Yes, I’m tired of it too! One of the things that bugged me about Superman Returns was that he was voyeur, a peeping tom, a stalker. What was up with all that? You know that any dude (super or not) that spends his time spying on his ex-girlfriend (and her new guy) and sneaking into her sons bedroom has got serious issues. Sure, the kid turned out to be his son, but he didn’t have visitation rights as far as I could tell. Even so, my parents were never separated and they were just the next room over, yet my dad never climbed into my bedroom window at night, in fact he NEVER came into my bedroom at all, even through the door. My mom came into my bedroom at 3 or 4 in the morning sometimes but that was just to try to get me to eat hamburgers and blueberries. Sure, that’s bizarre and even a bit disturbing, but it wasn’t sleazy. Plus, my mother was not a super hero. Plus, she never, ever, ever climbed in or floated in through my window to offer me hamburgers and blueberries.

Back to the whininess though. This crybaby, whiny attitude is everywhere now. Remember when there were at least SOME musical groups in the public eye that weren’t crying all the time? Look at kids today, whiny, irritating, pathetic turds. They are trained from birth to be totally worthless. The government, the media, the entire entertainment industry and yes, even parents home in on all the self serving characteristics of children and use them to get what they need.

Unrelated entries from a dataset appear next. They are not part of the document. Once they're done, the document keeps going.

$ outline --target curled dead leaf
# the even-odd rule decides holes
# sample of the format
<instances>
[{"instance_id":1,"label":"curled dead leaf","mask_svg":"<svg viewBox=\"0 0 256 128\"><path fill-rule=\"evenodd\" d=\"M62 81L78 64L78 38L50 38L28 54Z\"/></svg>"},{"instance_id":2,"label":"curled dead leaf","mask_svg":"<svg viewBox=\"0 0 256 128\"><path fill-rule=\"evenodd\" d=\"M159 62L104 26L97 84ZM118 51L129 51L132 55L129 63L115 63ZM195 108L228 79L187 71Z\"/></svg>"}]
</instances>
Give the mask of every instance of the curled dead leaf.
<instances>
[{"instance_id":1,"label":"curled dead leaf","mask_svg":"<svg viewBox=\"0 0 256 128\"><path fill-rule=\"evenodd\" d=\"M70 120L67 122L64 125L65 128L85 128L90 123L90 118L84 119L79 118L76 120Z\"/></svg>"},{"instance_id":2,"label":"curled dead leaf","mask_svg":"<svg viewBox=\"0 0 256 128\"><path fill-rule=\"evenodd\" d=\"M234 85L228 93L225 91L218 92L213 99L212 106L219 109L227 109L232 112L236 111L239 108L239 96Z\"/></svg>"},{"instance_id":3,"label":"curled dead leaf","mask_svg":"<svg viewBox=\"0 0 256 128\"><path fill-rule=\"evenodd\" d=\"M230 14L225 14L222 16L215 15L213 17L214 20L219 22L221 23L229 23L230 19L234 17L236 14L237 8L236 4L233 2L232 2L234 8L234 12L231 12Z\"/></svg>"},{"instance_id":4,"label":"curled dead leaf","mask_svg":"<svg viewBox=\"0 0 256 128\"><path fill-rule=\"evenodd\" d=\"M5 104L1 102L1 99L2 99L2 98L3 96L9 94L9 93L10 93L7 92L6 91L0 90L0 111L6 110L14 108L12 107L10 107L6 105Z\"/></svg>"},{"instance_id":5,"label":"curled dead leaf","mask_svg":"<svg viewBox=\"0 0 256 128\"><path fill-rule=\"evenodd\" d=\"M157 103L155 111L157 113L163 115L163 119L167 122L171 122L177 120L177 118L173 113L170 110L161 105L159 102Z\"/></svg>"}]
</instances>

For the government, it needs mindless drones to use as cannon, grenade, or car bomb fodder. Just think how many crybabies join the military after getting dumped.

The media and the rest of the entertainment industry want money, and they will pander to whatever base inadequacy they see in the public to make it seem normal, so they can get money. In fact, it isn’t just normal to peep, it’s super! What self-respecting pervert wouldn’t pay 9 dollars for that type of validation?

As for the majority of parents, they are selfish, whiny rotten beasts too. I’m old enough now that I’ve seen some of these new mommies and daddies grow up, and I’ve seen how they were raised by their parents who were just about my age or a little older. It’s amazing to see how each generation degrades, it is so rapid, yet people generally choose not to see it.

And the saying, “Life imitates art” holds true even when that art is just marketing fluff burned onto a nickel DVD and put in a shiny box. If you buy into it, you are paying for the service, not the product, the product is you.